A produção também adota músicas clássicas do Programa Silvio Santos, atualmente apresentado por Patrícia Abravanel, e à espera do retorno de seu rei titular. O SBT desmentiu, por meio de sua assessoria, que o animador pretenda se aposentar, versão que combina com o que a reportagem ouviu de pessoas próximas a ele. Silvio teria se afastado, desta vez, após uma forte gripe, seguida pelas baixas temperaturas.
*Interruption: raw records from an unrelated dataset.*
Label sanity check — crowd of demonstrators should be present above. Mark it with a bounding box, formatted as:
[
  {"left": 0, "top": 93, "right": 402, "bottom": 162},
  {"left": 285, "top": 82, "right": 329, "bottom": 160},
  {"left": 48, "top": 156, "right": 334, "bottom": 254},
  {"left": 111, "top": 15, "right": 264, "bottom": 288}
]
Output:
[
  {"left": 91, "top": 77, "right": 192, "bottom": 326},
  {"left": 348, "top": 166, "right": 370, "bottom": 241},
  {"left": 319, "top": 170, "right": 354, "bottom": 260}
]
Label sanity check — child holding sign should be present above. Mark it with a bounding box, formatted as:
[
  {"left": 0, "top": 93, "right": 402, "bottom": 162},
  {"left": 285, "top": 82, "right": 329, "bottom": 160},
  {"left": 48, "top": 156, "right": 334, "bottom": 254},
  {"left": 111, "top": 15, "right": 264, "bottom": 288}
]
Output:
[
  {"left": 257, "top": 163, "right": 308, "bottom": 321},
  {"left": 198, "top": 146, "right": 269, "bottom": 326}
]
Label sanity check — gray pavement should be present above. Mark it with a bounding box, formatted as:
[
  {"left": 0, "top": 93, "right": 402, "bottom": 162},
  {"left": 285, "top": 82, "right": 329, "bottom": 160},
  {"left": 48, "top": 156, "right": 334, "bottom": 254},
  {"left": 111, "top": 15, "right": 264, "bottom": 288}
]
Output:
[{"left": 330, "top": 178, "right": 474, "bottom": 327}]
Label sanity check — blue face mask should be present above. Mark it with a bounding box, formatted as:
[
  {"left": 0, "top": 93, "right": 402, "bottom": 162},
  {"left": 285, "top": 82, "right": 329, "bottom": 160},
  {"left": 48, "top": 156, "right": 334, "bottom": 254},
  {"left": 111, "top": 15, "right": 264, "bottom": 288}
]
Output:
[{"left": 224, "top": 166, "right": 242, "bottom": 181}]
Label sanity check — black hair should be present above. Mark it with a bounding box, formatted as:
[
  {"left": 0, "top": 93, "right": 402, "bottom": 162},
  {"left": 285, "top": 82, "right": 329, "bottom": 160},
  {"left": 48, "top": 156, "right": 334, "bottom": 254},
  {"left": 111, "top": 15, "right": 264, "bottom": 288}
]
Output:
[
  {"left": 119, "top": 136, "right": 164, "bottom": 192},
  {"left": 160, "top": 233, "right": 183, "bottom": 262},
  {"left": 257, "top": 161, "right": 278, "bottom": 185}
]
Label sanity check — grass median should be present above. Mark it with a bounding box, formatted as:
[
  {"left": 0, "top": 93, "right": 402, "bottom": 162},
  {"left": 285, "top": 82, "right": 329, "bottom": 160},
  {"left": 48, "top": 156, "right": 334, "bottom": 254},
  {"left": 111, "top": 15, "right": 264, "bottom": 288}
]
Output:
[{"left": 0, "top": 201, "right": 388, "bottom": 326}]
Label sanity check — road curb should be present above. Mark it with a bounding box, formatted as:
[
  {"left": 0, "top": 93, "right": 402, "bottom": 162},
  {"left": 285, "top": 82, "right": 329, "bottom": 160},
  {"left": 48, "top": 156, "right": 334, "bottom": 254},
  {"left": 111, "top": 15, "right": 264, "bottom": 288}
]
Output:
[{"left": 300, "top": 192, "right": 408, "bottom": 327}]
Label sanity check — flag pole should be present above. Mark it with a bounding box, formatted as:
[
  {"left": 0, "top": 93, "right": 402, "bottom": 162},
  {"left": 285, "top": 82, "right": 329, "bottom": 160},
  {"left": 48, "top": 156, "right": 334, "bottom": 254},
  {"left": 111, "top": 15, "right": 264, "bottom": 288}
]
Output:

Na série, desfilam personagens reais como Roberto Marinho, João Figueiredo, que assinou a concessão da TVS, depois rebatizada como SBT, Hebe Camargo, Chacrinha, Manoel da Nóbrega e Gugu Liberato, entre outros, com um elenco que se estende a Larissa Nunes, André Abujamra, Ary França, Bárbara Maia, Cacá Carvalho, Cássia Damasceno, Celso Frateschi, Emílio de Mello, Erom Cordeiro, Giselle Itié, João Campos, Leandro Ramos e Maria Manoella, entre outros.

"Acho que é um Silvio Santos em um nível de profundidade que as pessoas nunca viram, em que a gente mostra também o não reconhecimento do seu valor", diz Baldini. "Como ele já disse publicamente, os poderosos fecharam as portas para ele, o único funcionário de televisão que se tornou dono de televisão."